Now, I don’t have a fear of heights so I sometimes forget that others do. It startled me how few people on our tour had any interest in crossing on the bridge. My husband had no interest, though he was glad to take pictures of me walking across. Ann, traveling with us, had no interest in even getting close. And my new friend, Svetla from Bulgaria (we met at the Giant’s Causeway) fell between Randy and Ann in her interest in seeing the rope bridge.
What I learned after I walked it was that it’s 66 feet (20 meters) long and 98 feet (30 meters) above the rocks and sea. To me, it didn’t seem that long or that high. I suspect for others it seemed longer and higher. The challenge in walking across such a bridge is getting your step in sync with the undulation of the bridge caused by the others walking across.

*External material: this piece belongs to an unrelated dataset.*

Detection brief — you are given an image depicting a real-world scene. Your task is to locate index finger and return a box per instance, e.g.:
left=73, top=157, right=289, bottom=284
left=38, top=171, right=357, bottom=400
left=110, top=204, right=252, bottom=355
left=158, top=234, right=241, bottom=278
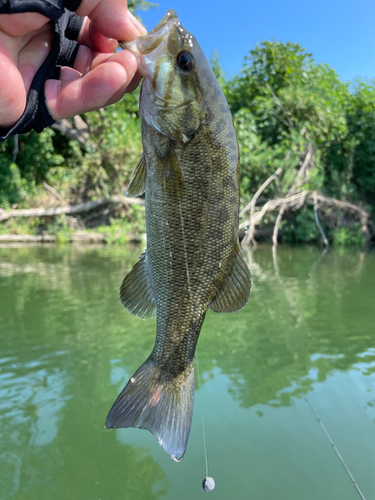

Nobody I walked across with seemed to struggle with the bridge. But, maybe some of the people watching from either side were paralyzed with fear. Sometimes being paralyzed isn’t obvious to an outsider. That can be the way of paralyzing fear.
The reactions of my husband and Svetla intrigued me. They both watched as I crossed each way. My husband later commented that if he’d realized what the bridge was like he would have joined me. Svetla said it wasn’t too bad to watch, but she wouldn’t have crossed for anything.
Three people. Three reactions.
Another story of paralyzing fear comes from an incident I witnessed decades ago. A woman I worked with was deathly afraid of spiders. We worked in a high-security building with double-lock entries and exits. As she was leaving one night she went through the first of the locked doors with a coworker and found herself five feet from a spider hanging from the ceiling. She collapsed against the door unable to speak or move, staring at the spider. Security guys had to come in through the second door to help her out, killing and removing the spider first. The other person had walked through without even noticing the spider.
Three people. Three reactions.
What would your reaction have been in either story? Oblivious? Paralyzed? Something in between?
What I’ve learned from my studies and experiences is that you have to face your fear, pull it into the light and examine it carefully. Fear has great power and will control you until you face it and put it into proper perspective.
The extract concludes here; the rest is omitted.